Poison de la relation entre la France et le Royaume-Uni, la lutte contre l'immigration clandestine vient de faire l'objet d'un nouvel accord de coopération, signé lundi 14 novembre 2022 entre les deux pays, pour enrayer les traversées de la Manche par des migrants, toujours plus nombreux à tenter ce dangereux périple. Cette annonce intervient alors que la barre de 40.000 migrants ayant traversé le Channel cette année a été franchie dimanche. Un record, selon le gouvernement britannique.
Depuis le début de l'année 2021, "nous avons démantelé 55 filières de criminalité organisée et procédé à plus de 500 arrestations grâce au travail de la cellule de renseignement conjointe franco-britannique, au sein de laquelle des fonctionnaires britanniques et français rassemblent et analysent des renseignements opérationnels afin d'empêcher les traversées et de démanteler les filières qui les organisent", indique de son côté; le ministère de l'Intérieur dans un communiqué. Malgré tout, "le nombre de tentatives de traversée continue d'augmenter". Raison pour laquelle a été signé cet accord, qui est, selon de ministère français, le préambule d'un "partenariat plus ambitieux et plus complet entre nos deux pays", et ce, notamment, dans la perspective du sommet franco-britannique qui doit se tenir en 2023.
Des hommes, du matériel et du renseignement
Les deux points principaux de cet accord sont une enveloppe de 72,2 millions d'euros que devront verser les Britanniques en 2022-2023 à la France qui, en contrepartie, s'engage à augmenter de 40% ses déploiements de forces de sécurité intérieure sur les plages d'où partent les migrants à destination des côtes britanniques. Concrètement, cela devrait se traduire par une augmentation d'une centaine d'effectifs pour atteindre près de 900 gendarmes et policiers mobilisés sur ce dispositif.

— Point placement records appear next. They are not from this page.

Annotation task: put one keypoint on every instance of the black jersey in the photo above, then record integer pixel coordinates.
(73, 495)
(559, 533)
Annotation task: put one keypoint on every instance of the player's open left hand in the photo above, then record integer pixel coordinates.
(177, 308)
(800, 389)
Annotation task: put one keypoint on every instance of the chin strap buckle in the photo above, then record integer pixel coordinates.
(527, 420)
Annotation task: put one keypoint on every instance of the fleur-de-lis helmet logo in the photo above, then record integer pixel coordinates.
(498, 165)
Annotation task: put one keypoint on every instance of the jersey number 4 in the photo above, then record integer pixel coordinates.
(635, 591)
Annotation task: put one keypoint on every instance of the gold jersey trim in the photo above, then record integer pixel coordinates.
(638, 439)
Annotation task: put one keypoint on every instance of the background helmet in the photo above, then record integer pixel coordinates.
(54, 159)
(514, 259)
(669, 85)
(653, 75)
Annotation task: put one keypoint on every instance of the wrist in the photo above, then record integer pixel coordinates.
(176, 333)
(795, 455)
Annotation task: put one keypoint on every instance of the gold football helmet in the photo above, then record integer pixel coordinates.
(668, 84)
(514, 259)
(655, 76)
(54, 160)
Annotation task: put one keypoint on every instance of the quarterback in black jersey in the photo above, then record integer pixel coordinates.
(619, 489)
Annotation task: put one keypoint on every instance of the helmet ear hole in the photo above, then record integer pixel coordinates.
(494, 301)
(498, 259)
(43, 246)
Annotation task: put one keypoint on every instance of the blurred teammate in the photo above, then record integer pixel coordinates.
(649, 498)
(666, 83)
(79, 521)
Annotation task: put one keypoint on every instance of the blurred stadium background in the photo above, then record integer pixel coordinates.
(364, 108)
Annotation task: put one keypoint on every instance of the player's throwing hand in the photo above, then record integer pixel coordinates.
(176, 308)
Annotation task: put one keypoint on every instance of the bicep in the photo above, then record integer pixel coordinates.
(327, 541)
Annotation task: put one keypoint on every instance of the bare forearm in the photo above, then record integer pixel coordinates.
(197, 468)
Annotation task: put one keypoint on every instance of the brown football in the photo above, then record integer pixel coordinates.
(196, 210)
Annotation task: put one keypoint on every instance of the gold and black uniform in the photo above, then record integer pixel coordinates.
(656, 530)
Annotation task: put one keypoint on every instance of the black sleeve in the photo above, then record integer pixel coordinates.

Ce lundi après-midi, Gérald Darmanin a fourni quelques précisions sur la nature de ces renforts. La centaine de personnels supplémentaires devrait, notamment, être constituée de réservistes opérationnels de la Gendarmerie. Ces dernières années, en plus des escadrons de gendarmerie mobile (EGM) et des compagnies républicaines de sécurité (CRS), des gendarmes réservistes de différentes régions se relaient en permanence dans le cadre de l'opération Poséidon pour renforcer les unités locales dans leurs missions de surveillance des côtes et empêcher le départ de migrants à bord de "small boat". Le nombre de ces réservistes devrait donc croitre dans les prochains mois, grâce à cette enveloppe de plus de 72 millions d'euros. Un engagement qui pèse sur les ressources financières de l'Arme. Le ministre de l'Intérieur a d'ailleurs rappeler que "depuis 2018, les Britanniques ont financé une enveloppe de 200 millions d'euros", principalement pour ces renforts, et que dans le même temps, la France "a dépensé quatre fois plus".
Un bébé et un enfant sauvés par un gendarme dans le Pas-de-Calais
Les Britanniques vont également financer des places dans des centres d'accueil pour migrants dans le sud de la France pour dissuader les exilés qui empruntent la Méditerranée de remonter jusqu'à Calais. Enfin, de nouveaux drones de surveillance, des chiens de détection, un approfondissement du renseignement commun pour arrêter les passeurs, et un travail "le plus en amont possible" avec les pays d'origine et de transit des exilés, font partie de la douzaine d'actions listées dans l'accord.
Celui-ci s'inscrit dans le cadre du traité "Sandhurst", signé en janvier 2018 entre les deux pays. Aucun objectif chiffré d'interceptions de bateaux, comme le souhaitait le Royaume-Uni, selon la presse outre-Manche, n'apparaît dans la déclaration commune, signée à Paris par le ministre français de l'Intérieur Gérald Darmanin et son homologue Suella Braverman. "Ce n'est qu'en travaillant ensemble que nous pouvons espérer résoudre ce problème complexe. Je voulais remercier Gérald et son équipe pour leur travail et leur coopération", a tweeté, en français, Mme Braverman. Pour la première fois, des équipes d'observateurs seront déployées de part et d'autre de la Manche.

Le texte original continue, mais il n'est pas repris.